With the holiday shopping season just around the corner, Microsoft's anti-Apple ad blitz is slowly but surely picking up steam. Over the past two-and-a-half weeks, the folks up in Redmond have released three commercials which poke fun at the iPhone and, somewhat curiously, the MacBook Air.
As far as tech advertisements go, Microsoft's trio of commercials aren't too shabby, if only because the company has seemingly realized that touting the benefits of Microsoft Office isn't the most engaging, creative, or effective way to lure users away from competing devices.
Here's what we got.
Earlier this month, Microsoft released the following ad pitting the MacBook Air against the Lenovo Yoga 3 Pro laptop.
It's a nice ad, and it certainly plays to the Lenovo's strengths. Still, with a sticker price of US$1,299, I'm not entirely sure that the machine's "multi-mode flexibility" will cause prospective MacBook Air consumers to second guess their interest in a Mac.

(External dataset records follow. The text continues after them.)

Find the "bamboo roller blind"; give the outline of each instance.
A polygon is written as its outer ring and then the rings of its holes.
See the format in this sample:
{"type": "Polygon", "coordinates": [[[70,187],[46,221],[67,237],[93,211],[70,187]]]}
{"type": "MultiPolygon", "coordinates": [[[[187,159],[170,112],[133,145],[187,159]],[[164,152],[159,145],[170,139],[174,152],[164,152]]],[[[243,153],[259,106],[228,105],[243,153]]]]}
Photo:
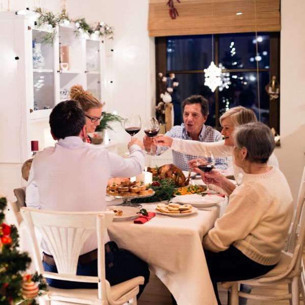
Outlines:
{"type": "MultiPolygon", "coordinates": [[[[255,0],[174,0],[175,19],[167,2],[149,0],[150,37],[255,32],[255,0]]],[[[258,32],[280,31],[280,0],[256,0],[256,23],[258,32]]]]}

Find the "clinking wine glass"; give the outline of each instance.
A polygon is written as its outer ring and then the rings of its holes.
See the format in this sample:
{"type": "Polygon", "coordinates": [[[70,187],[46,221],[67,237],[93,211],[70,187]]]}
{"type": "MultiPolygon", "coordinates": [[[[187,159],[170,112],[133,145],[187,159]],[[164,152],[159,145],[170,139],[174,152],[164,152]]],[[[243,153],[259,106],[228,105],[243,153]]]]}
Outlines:
{"type": "Polygon", "coordinates": [[[141,130],[141,117],[138,114],[127,114],[124,120],[124,129],[132,140],[132,137],[141,130]]]}
{"type": "MultiPolygon", "coordinates": [[[[206,151],[197,156],[197,164],[198,168],[204,172],[209,172],[215,166],[215,158],[211,151],[206,151]]],[[[208,184],[206,184],[206,191],[208,191],[208,184]]]]}
{"type": "MultiPolygon", "coordinates": [[[[156,139],[156,136],[158,134],[158,133],[160,130],[159,122],[157,120],[156,117],[151,116],[149,118],[147,118],[145,120],[144,124],[144,132],[146,135],[152,139],[156,139]]],[[[158,144],[157,141],[156,150],[155,151],[152,150],[152,147],[154,145],[150,146],[150,150],[148,152],[149,155],[158,155],[160,153],[160,147],[158,144]]]]}

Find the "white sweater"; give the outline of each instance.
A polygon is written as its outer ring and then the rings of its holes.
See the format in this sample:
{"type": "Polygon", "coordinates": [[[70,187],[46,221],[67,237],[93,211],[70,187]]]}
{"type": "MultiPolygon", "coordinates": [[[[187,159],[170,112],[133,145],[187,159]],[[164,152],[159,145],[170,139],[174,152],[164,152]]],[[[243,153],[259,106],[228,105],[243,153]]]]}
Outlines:
{"type": "MultiPolygon", "coordinates": [[[[198,155],[203,151],[210,150],[214,157],[227,157],[232,156],[233,158],[233,169],[234,176],[238,185],[240,184],[242,180],[244,172],[239,167],[235,165],[233,155],[233,147],[225,145],[224,140],[219,142],[199,142],[191,140],[173,138],[171,149],[182,154],[198,155]]],[[[274,153],[270,156],[268,165],[279,167],[279,162],[274,153]]]]}
{"type": "Polygon", "coordinates": [[[223,216],[204,237],[203,247],[218,252],[232,244],[258,263],[276,264],[293,211],[291,193],[279,169],[245,173],[242,184],[230,196],[223,216]]]}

The Lenovo Yoga 3 might be thinner and lighter than the MacBook Air, and sure, it may also have a few sleek yoga moves up its sleeve, but it still runs Windows which is more than enough to turn off potential MacBook Air buyers. Nonetheless, the Yoga 3 looks like a sleek machine and the commercial does an exemplary job of introducing it.
About one week ago, Microsoft released a Surface Pro 3 ad poking fun at the MacBook Air. Anchored by a jingle sung to the tune of "Winter Wonderland", the ad touts the Surface Pro 3's power, its multitouch screen, its USB port (though the MacBook Air has 3 itself), and oddly enough, the device's kickstand.
While the ad itself is decent, I can't help but think that Microsoft's strategy of positioning the Surface Pro 3 against a traditional laptop furthers a debate that no one is really having. Microsoft is still all-in on the idea of a laptop/tablet hybrid despite no strong evidence that consumers are actually interested in such a device in the first place. Still, the commercial plays to the Surface Pro 3's strengths and differentiating features.
Most recently, Microsoft rolled out an ad which takes jabs at Siri, highlighting how it doesn't support contextual reminders and unprompted traffic advice.
Based on the above commercials, it appears that Microsoft is intent on fighting simultaneous battles on two fronts; attacking both the iPhone and the iPad. On the smartphone front, Windows Phone has less than 5% marketshare and it's hard to envision a scenario where Microsoft, despite all of its marketing muscle, can effectively chip away at the marketshare currently enjoyed by Apple and a slew of Android manufacturers. On the tablet front, it's interesting that Microsoft isn't pitting the Surface Pro 3 against the iPad, but rather against the MacBook Air. Thus far, the Surface Pro 3 appears to be Microsoft's most successful tablet yet, though given previous Surface sales, that's not really saying much.